Home to 21 million people, São Paulo is Brazil’s largest city, and the world’s fifth-largest metropolitan area. And where there are lots of people, there are lots of cars. In fact, the city’s streets and parking lots are filled with approximately 7 million road vehicles. These exhaust-belching vehicles are responsible for most of São Paulo’s air pollution. However, experts from seven international universities, including Dr. Prashant Kumar of the University of Surrey, noted that São Paulo's residents fill their vehicles with a mostly “clean” biofuel comprising sugarcane ethanol, gasohol (75 percent gasoline, 25 percent ethanol), and soya diesel.

"It became evident from our work that despite there not being the same high level of pollutants from vehicles in the city as other megacities, there had not been much consideration of some of the unaccounted sources of emissions,” Kumar, the study’s lead author, said in a release. “These include wood burning in thousands of pizza shops or domestic waste burning."

So Kumar and his colleagues took a closer look at Brazilians’ love affair with pizza, noting that São Paulo’s 8000 pizza parlors produce nearly one million pizzas a day.
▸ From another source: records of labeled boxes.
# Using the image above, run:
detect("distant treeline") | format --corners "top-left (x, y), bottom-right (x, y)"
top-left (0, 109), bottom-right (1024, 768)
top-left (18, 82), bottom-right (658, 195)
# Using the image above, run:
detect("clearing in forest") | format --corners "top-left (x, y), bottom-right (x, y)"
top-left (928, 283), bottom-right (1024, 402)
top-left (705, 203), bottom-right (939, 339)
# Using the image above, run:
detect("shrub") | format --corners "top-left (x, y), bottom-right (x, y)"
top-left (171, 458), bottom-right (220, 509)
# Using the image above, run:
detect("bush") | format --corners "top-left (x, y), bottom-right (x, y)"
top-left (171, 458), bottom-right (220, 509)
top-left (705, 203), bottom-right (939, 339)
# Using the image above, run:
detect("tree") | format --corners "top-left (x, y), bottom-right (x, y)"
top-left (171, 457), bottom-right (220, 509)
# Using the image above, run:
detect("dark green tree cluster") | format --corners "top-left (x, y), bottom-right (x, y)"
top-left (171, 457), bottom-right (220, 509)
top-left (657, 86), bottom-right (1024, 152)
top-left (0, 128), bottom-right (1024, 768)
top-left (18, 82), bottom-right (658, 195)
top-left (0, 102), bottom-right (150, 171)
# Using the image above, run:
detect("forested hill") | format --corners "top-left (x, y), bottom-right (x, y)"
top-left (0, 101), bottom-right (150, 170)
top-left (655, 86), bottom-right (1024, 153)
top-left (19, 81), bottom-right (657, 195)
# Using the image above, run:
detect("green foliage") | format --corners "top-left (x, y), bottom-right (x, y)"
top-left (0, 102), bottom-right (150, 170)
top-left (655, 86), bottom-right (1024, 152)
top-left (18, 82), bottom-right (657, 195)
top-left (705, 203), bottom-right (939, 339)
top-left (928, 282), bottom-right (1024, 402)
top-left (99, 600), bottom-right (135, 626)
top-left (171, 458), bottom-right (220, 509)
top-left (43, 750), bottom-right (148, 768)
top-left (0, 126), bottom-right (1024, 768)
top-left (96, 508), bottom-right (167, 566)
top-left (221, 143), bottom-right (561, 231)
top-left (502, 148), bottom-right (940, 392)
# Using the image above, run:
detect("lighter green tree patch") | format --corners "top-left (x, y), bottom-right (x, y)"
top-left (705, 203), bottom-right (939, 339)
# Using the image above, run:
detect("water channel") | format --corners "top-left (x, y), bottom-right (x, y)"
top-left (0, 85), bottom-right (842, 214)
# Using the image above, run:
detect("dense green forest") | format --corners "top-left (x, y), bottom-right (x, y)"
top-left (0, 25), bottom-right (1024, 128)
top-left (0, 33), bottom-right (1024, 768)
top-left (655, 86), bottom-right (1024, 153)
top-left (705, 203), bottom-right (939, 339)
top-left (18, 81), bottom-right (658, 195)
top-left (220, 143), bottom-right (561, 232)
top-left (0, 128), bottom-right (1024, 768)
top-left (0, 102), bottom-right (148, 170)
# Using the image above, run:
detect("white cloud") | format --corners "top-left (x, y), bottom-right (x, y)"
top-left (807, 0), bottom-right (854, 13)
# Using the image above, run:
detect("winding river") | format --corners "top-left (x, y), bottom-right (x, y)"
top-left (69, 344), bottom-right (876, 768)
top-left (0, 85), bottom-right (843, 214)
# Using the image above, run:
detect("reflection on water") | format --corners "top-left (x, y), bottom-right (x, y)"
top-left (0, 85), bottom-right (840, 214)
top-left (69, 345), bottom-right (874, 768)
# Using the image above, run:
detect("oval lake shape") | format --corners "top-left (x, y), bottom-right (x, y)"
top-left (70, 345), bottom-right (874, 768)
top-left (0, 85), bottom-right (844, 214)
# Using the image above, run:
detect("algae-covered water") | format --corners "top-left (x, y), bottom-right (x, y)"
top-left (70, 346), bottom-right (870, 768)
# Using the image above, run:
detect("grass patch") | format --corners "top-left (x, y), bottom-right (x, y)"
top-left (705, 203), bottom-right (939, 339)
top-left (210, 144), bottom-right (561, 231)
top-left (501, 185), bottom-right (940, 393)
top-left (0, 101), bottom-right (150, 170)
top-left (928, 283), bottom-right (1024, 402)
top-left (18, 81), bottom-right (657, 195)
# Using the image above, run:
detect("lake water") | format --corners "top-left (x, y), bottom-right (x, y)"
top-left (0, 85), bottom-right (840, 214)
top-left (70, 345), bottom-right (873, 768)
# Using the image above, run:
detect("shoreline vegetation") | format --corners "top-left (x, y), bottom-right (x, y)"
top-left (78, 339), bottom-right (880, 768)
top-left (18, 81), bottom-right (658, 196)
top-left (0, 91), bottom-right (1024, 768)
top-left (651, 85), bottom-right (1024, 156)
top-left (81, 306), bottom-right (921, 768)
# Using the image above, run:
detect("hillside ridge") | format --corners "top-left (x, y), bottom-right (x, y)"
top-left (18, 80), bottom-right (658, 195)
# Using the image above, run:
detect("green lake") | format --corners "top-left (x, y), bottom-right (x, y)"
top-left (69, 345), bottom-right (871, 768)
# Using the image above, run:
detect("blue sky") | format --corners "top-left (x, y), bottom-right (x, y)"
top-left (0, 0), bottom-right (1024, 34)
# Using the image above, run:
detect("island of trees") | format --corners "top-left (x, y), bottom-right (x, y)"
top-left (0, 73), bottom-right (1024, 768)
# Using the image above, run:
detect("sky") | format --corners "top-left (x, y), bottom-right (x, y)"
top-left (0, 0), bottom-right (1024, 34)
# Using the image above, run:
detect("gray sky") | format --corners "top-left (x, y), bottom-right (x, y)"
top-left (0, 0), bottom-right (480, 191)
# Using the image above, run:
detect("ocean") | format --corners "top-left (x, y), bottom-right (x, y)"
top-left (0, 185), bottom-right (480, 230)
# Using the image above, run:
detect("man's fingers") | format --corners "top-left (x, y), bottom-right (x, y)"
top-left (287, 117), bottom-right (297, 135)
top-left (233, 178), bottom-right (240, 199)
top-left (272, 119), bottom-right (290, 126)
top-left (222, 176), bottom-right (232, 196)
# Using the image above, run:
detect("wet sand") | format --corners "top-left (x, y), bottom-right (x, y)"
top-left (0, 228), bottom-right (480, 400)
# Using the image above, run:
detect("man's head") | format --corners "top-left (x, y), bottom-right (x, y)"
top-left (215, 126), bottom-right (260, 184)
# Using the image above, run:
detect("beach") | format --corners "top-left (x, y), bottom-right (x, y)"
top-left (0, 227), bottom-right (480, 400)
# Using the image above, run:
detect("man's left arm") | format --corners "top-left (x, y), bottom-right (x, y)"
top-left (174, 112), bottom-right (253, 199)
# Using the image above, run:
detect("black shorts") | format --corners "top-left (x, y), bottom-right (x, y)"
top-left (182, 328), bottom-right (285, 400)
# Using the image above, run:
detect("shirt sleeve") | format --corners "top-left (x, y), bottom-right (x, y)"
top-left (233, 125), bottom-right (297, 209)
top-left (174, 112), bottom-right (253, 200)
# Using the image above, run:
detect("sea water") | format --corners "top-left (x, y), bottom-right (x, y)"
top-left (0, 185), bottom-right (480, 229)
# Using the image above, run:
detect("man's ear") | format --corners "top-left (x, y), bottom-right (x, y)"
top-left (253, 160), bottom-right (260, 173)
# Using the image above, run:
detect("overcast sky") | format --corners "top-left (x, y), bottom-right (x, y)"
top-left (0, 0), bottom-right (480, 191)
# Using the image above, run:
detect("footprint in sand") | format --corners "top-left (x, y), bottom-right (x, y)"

Many of these parlors still use old-fashioned, wood-burning stoves—which collectively burn 307,000 tons of wood each year. And that’s not even counting the unregulated emissions from steakhouses and other eateries.

The study’s researchers concluded that in São Paulo, oven emissions might actually be negating the positive effects of green biofuels—although another co-author, North Carolina State University's Dr. Yang Zhang, noted that most air quality studies in Brazil have focused on the impacts of vehicle emissions, and not on wood and coal burning and meat-cooking in pizzerias and restaurants. So far, the jury’s still out on how much enjoying smoke-charred foods actually contributes to São Paulo's environmental pollution. However, these kitchen staples, along with biomass burning from the neighboring Amazon rainforest, are potentially major factors.

Along with tweaking São Paulo’s transportation policy to reduce air pollution, restaurant owners can outfit their ovens with special filters or purifying systems to help curb the damage they’re doing to the environment. It might be a small step to take in response to a large problem, but when you keep in mind that 4655 people died as a result of air pollution in São Paulo in 2011, every little bit helps.